JuMP: many small problems or one combined problem?

I am solving many independent assignment/matching problems using JuMP. Since the problems are independent, it is theoretically no different if I solve each of them separately or if I solve one big combined problem. However, I am wondering about the computational efficiency of each approach? Solving many problems incurs lots of model building & setup costs, but solutions to larger problems often start taking relatively more time as the problem size grows beyond some threshold.

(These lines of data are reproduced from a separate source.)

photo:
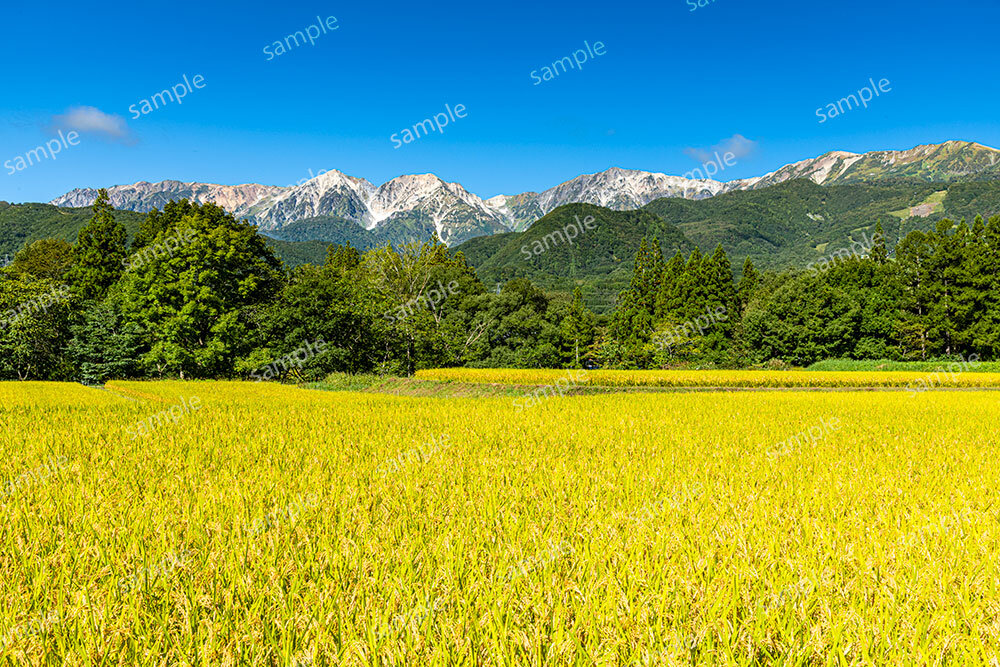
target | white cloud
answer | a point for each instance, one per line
(737, 144)
(91, 120)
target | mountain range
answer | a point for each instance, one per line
(334, 207)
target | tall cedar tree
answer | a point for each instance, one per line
(99, 253)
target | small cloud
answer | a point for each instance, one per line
(737, 144)
(91, 120)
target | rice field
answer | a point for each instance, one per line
(273, 525)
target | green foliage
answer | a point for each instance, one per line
(202, 304)
(104, 346)
(34, 326)
(46, 258)
(99, 253)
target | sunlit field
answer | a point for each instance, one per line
(238, 523)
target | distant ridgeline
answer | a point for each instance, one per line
(192, 292)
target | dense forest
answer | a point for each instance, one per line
(200, 294)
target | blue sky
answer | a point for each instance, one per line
(671, 80)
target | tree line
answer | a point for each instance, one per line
(199, 294)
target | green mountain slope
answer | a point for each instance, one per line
(598, 259)
(21, 224)
(24, 223)
(798, 222)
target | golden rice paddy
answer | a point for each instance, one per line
(274, 525)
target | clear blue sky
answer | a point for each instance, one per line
(671, 79)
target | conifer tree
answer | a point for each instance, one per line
(99, 253)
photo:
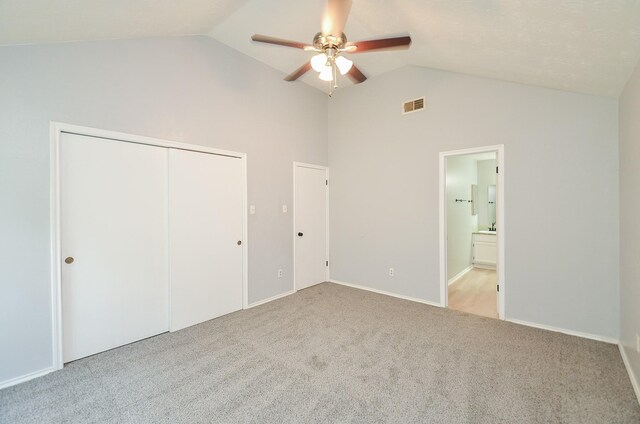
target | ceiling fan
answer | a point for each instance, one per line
(330, 43)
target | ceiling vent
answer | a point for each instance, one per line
(411, 106)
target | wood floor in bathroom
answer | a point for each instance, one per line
(475, 293)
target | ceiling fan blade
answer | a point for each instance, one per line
(279, 41)
(335, 17)
(356, 75)
(379, 44)
(298, 72)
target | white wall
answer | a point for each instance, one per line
(190, 89)
(629, 223)
(461, 174)
(560, 150)
(486, 177)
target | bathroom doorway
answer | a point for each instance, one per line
(471, 230)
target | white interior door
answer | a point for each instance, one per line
(206, 210)
(310, 208)
(113, 204)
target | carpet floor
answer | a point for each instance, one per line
(334, 354)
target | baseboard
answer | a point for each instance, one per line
(399, 296)
(459, 275)
(632, 376)
(26, 377)
(565, 331)
(270, 299)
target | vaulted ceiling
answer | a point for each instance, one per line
(587, 46)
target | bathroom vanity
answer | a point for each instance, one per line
(485, 249)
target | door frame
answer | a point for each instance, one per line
(56, 131)
(326, 173)
(500, 199)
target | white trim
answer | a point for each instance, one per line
(564, 331)
(26, 377)
(386, 293)
(634, 381)
(459, 275)
(56, 129)
(500, 222)
(272, 298)
(326, 174)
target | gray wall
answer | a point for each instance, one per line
(560, 150)
(461, 223)
(190, 89)
(629, 223)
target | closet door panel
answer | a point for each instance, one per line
(205, 231)
(114, 228)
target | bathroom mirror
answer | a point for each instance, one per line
(491, 203)
(474, 199)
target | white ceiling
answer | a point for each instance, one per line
(46, 21)
(587, 46)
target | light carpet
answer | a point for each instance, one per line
(334, 354)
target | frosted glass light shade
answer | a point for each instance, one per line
(326, 74)
(343, 64)
(318, 62)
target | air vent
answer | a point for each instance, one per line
(411, 106)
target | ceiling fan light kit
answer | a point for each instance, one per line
(328, 61)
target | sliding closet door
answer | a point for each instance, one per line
(206, 207)
(113, 209)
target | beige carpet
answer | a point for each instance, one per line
(335, 354)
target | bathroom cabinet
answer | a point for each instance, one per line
(485, 250)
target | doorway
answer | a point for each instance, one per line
(310, 225)
(472, 231)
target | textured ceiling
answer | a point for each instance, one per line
(46, 21)
(587, 46)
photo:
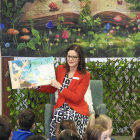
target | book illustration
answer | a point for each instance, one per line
(42, 12)
(113, 12)
(23, 73)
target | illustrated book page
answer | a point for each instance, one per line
(23, 73)
(40, 13)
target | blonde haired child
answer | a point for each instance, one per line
(103, 120)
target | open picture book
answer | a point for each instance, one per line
(23, 73)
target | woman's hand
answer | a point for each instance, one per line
(33, 86)
(55, 84)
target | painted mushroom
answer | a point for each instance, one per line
(53, 6)
(118, 18)
(65, 35)
(50, 25)
(12, 31)
(25, 37)
(65, 1)
(25, 31)
(68, 23)
(138, 21)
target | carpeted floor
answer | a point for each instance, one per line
(122, 137)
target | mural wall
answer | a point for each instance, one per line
(38, 28)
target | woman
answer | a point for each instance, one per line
(72, 81)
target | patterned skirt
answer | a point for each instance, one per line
(65, 112)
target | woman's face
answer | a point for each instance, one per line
(72, 58)
(105, 135)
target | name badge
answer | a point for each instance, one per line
(76, 78)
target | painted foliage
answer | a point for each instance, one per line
(104, 28)
(23, 73)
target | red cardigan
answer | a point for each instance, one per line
(74, 95)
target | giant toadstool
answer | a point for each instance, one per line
(25, 31)
(25, 37)
(65, 35)
(118, 18)
(50, 25)
(53, 6)
(12, 31)
(65, 1)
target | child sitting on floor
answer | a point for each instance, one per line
(26, 121)
(98, 132)
(103, 120)
(136, 130)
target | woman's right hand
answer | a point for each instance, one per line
(33, 86)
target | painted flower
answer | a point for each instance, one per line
(7, 45)
(79, 29)
(84, 20)
(57, 36)
(88, 18)
(2, 26)
(110, 43)
(91, 45)
(128, 39)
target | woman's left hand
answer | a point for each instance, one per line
(55, 84)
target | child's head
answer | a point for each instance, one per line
(26, 119)
(35, 137)
(68, 124)
(68, 134)
(103, 120)
(98, 132)
(136, 129)
(5, 127)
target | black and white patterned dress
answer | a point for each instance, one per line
(65, 112)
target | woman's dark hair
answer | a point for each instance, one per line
(35, 137)
(82, 65)
(68, 134)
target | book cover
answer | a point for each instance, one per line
(23, 73)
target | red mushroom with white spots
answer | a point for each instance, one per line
(118, 18)
(65, 35)
(138, 21)
(53, 6)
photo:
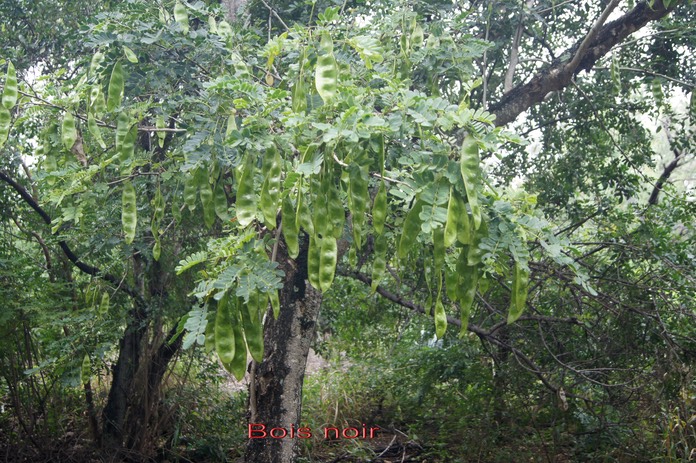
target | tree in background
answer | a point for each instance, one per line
(351, 139)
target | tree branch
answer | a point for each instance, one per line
(591, 35)
(86, 268)
(581, 56)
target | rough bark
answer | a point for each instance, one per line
(277, 383)
(560, 73)
(124, 371)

Here is an example of one of these small problems:

using JuMP, HiGHS

qtyowned = [400, 400, 100, 100]
val = [10, 10, 10, 10.50]
qtysold = [200, 200, 200, 200, 100, 100]
saleprc = [10, 10, 10, 10, 10, 10.50]

N = size(qtysold,1)
K = size(qtyowned,1)

model = Model(HiGHS.Optimizer)
@variable(model, x[i=1:N, k=1:K], Bin)
@constraint(model, [i=1:N], sum(x[i,:]) == 1)
@constraint(model, [k=1:K], sum(x[j,k] * qtysold[j] for j in 1:N) == qtyowned[k])
@constraint(model, [k=1:K], sum(x[j,k] * qtysold[j] * saleprc[j] for j in 1:N) == qtyowned[k] * val[k])
round.(Int, value.(x))

NB: sometimes I add a quadratic objective for aligning timestamps as well, if that matters at all.

I can stack a bunch of these problems together by either making x really big and adding another eligibility constraint or by looping over this and creating lots of subproblems in one model. Usually the dimension is small but sometimes N and K can be as large as 50 or 100 for a single problem. Would it be faster to keep them separate or combine them?

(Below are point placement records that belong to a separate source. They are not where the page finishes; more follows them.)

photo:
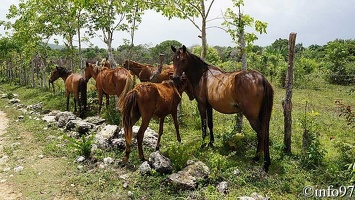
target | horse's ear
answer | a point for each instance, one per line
(173, 48)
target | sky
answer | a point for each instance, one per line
(314, 21)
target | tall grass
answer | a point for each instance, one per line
(232, 152)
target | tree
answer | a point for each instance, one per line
(236, 25)
(212, 55)
(109, 16)
(164, 48)
(341, 56)
(188, 9)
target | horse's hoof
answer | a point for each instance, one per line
(256, 158)
(124, 160)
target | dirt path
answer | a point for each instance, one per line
(7, 191)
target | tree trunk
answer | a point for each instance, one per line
(203, 32)
(239, 117)
(287, 102)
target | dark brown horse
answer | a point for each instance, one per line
(145, 72)
(117, 81)
(248, 92)
(74, 83)
(152, 99)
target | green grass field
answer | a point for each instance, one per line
(314, 109)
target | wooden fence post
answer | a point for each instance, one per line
(287, 101)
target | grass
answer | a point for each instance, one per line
(286, 179)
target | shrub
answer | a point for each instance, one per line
(313, 153)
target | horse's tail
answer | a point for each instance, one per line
(265, 116)
(128, 86)
(83, 94)
(130, 113)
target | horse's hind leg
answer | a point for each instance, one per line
(76, 97)
(176, 124)
(161, 124)
(202, 110)
(256, 125)
(107, 101)
(140, 136)
(67, 95)
(210, 124)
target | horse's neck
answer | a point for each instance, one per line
(194, 75)
(65, 76)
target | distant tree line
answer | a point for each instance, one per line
(314, 65)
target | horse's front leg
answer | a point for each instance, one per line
(67, 95)
(99, 96)
(202, 110)
(76, 96)
(161, 124)
(176, 124)
(210, 124)
(140, 135)
(107, 101)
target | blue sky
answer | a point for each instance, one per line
(314, 21)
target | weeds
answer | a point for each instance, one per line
(312, 152)
(83, 146)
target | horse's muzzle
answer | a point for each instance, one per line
(176, 79)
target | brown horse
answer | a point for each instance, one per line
(145, 72)
(117, 81)
(74, 83)
(248, 92)
(152, 99)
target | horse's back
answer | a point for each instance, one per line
(72, 82)
(155, 98)
(230, 92)
(111, 80)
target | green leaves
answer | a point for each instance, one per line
(236, 24)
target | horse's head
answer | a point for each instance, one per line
(106, 63)
(57, 73)
(88, 70)
(126, 64)
(180, 62)
(184, 85)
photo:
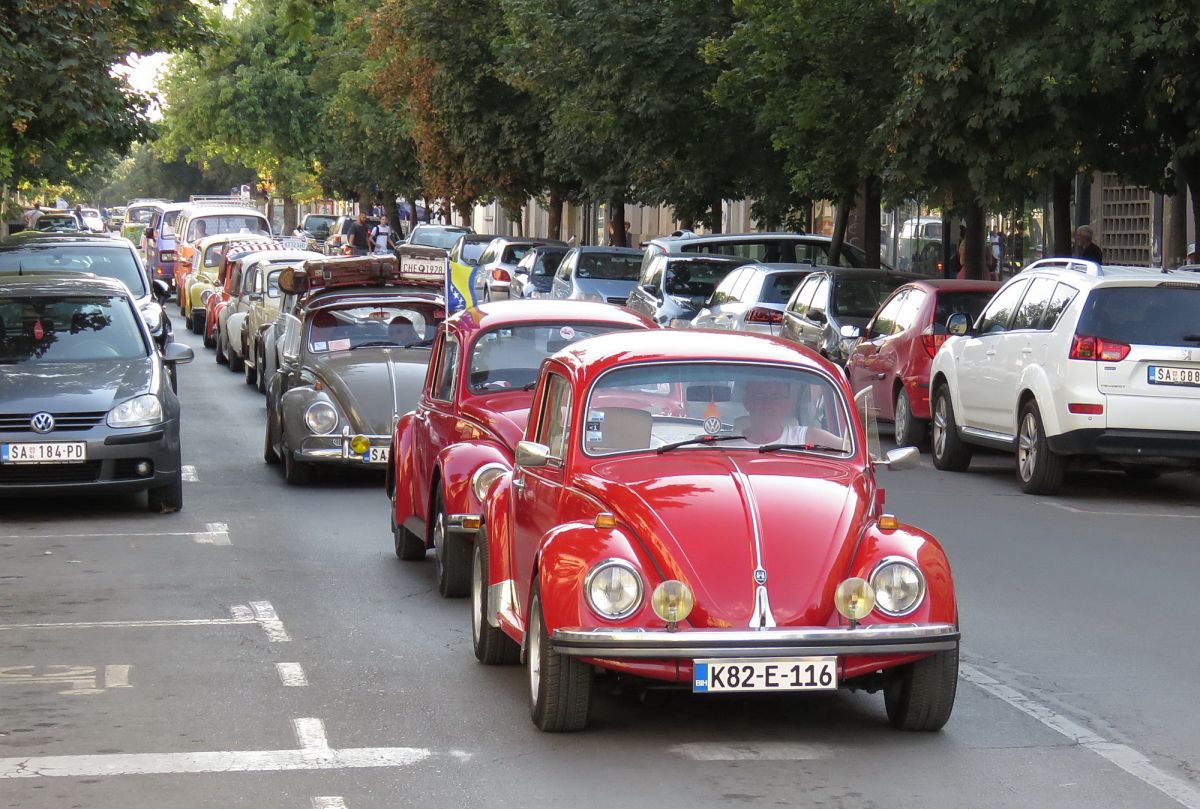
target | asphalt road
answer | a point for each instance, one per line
(144, 659)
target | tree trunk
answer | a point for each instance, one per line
(841, 219)
(973, 261)
(1060, 199)
(555, 214)
(617, 221)
(873, 197)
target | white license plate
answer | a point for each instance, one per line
(1165, 375)
(431, 268)
(765, 675)
(377, 455)
(60, 451)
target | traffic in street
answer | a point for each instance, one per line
(270, 629)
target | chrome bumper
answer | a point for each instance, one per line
(661, 643)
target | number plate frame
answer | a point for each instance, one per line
(717, 676)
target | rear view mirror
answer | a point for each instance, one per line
(709, 393)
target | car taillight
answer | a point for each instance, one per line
(933, 341)
(1097, 349)
(768, 316)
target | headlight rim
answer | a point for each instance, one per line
(599, 567)
(923, 589)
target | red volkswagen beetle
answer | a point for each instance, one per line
(898, 346)
(472, 411)
(701, 509)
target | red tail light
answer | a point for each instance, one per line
(933, 341)
(768, 316)
(1097, 349)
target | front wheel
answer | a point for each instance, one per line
(559, 685)
(919, 696)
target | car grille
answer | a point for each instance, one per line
(49, 473)
(63, 421)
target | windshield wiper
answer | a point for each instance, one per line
(802, 448)
(697, 439)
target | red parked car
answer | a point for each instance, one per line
(898, 346)
(701, 509)
(477, 390)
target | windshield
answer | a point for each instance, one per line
(209, 226)
(610, 267)
(67, 329)
(738, 403)
(114, 262)
(509, 359)
(384, 325)
(1144, 316)
(862, 297)
(696, 277)
(442, 238)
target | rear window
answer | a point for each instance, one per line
(959, 303)
(1144, 316)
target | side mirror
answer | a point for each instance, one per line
(958, 324)
(532, 454)
(903, 457)
(178, 353)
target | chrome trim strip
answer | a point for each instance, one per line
(659, 643)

Also, separately, the first constraint is equivalent to SOS1(), correct? But I haven’t found a solver that supports that constraint. Would that be faster?

You could build one model and then modify its coefficients iteratively? If all your problems have the same size, this would definitely be less memory-hungry, even in the scenario where the solver recognizes the independence of the subproblems. On the other hand, it would prevent parallelism.

1 Like

They are not all the same size. Probably most are approx. the size of the MWE but some can be an order of magnitude larger. Right now I do sort of like a hybrid + batched approach where I combine some of the problems together (say, 500 individual problems becomes 16 larger problems) and then I solve each on a single thread.

I am not sure if I understand your question correctly, but I would expect that solving the problems separately is faster (including time for building the models). Assuming that you have to solve k problems with n binary variables:

  • The worst-case size of the branch-and-bound tree for solving one problem is 2^n

  • If you solve them separately you would have k * 2^n

  • If you combine the problems into one large one, you would have 2^(kn)

1 Like

I mean that the set of {qtyowned,val,qtysold,saleprc} changes, but that the JuMP model always looks like that one.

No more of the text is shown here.